March 31, 2014, 8:32 pmskhpcola:
Who's complaining about the putative "Peak Oil" bullshit? Way to interject random doofus into a thread.
Food and fuel prices aren't at historically low levels in real terms, but they were (or close) before your sodomy tag-team pardner Ozero assumed the helm.
Long-term data showing what? Where are the data? How long of a term? Actual temperature data, not bullshit proxy data. As usual, you are spewing nonsense.
Glaciers are not static. They advance and retreat. Just like weather changes for the better and for the worse. But I wouldn't expect a lying piece of Marxist shit like you to actually make any sense. You fucktards are ridiculous.
March 31, 2014, 8:40 pmskhpcola:
You really are an inept retard, aren't you? Technology much?
March 31, 2014, 8:41 pmskhpcola:
This stream-of-subconsciousness bullshit doesn't even make sense. Do you play an adult in real life, or are you retarded in person, too? Pfft.
March 31, 2014, 8:42 pmGil G:
Because it all dares to threaten your comfort zone.

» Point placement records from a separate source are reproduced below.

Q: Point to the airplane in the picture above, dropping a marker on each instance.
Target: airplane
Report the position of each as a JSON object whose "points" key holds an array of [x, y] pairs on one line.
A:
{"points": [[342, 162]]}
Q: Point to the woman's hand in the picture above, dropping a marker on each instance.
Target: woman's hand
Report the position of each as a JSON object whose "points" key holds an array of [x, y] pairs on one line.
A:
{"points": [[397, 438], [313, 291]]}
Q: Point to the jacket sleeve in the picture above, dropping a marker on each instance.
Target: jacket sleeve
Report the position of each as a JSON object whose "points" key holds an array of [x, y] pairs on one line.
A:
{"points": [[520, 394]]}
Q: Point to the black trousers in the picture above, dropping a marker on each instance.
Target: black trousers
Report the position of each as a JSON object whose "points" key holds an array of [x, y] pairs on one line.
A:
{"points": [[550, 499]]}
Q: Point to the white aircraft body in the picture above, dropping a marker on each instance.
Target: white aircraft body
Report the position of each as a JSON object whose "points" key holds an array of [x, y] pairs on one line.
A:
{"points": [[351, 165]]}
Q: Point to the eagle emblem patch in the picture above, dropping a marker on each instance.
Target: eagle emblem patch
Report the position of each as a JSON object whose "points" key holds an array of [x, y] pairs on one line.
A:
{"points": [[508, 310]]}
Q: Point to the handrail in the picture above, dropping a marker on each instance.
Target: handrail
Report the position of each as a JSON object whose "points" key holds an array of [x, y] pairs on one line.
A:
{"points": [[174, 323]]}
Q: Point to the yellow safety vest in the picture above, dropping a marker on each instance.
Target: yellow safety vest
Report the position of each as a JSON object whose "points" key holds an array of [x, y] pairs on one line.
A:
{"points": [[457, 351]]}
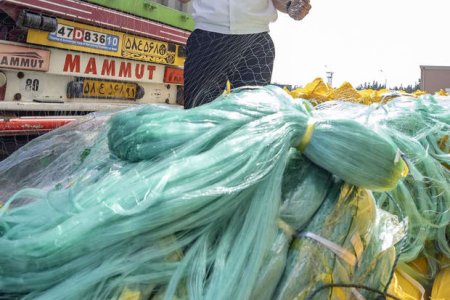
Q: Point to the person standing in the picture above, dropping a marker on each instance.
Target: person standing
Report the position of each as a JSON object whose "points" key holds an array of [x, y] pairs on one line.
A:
{"points": [[231, 42]]}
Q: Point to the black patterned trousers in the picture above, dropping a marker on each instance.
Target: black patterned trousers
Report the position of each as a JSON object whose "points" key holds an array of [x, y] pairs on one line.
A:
{"points": [[213, 58]]}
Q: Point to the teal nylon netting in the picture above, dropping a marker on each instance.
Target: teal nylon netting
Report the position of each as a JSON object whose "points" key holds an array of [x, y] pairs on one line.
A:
{"points": [[216, 203]]}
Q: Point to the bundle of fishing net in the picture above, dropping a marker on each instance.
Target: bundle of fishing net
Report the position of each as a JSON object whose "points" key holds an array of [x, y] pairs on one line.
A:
{"points": [[165, 202], [420, 128], [333, 243]]}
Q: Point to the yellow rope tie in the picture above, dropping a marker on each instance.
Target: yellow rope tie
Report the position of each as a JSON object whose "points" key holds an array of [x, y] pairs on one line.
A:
{"points": [[307, 136], [285, 227]]}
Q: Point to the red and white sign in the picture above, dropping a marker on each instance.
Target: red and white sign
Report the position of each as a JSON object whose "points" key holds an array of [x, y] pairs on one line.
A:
{"points": [[103, 67], [174, 75], [24, 58]]}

Deniers are definitely playing the game "times always change and so even if, IF, there's possible change for the worse then I've made a good life for myself and my immediate family so we can weather any proverbial storm". You can easily afford petroleum hence you can afford some fuel insecurity. You can easily afford food so you can afford some food insecurity.
March 31, 2014, 11:27 pmskhpcola:
You, like Lartard Gross, are incorrigibly asinine. Nothing that you just typed made any sense to sentient humans, and we are all stupider for having read it. Gilthy, you are a retard.
March 31, 2014, 11:31 pmGil G:
Why? Because food and fuel is cheaper than ever? Because White people still dominate politics and finance. The famine Elrich predicted never came about out? And so forth?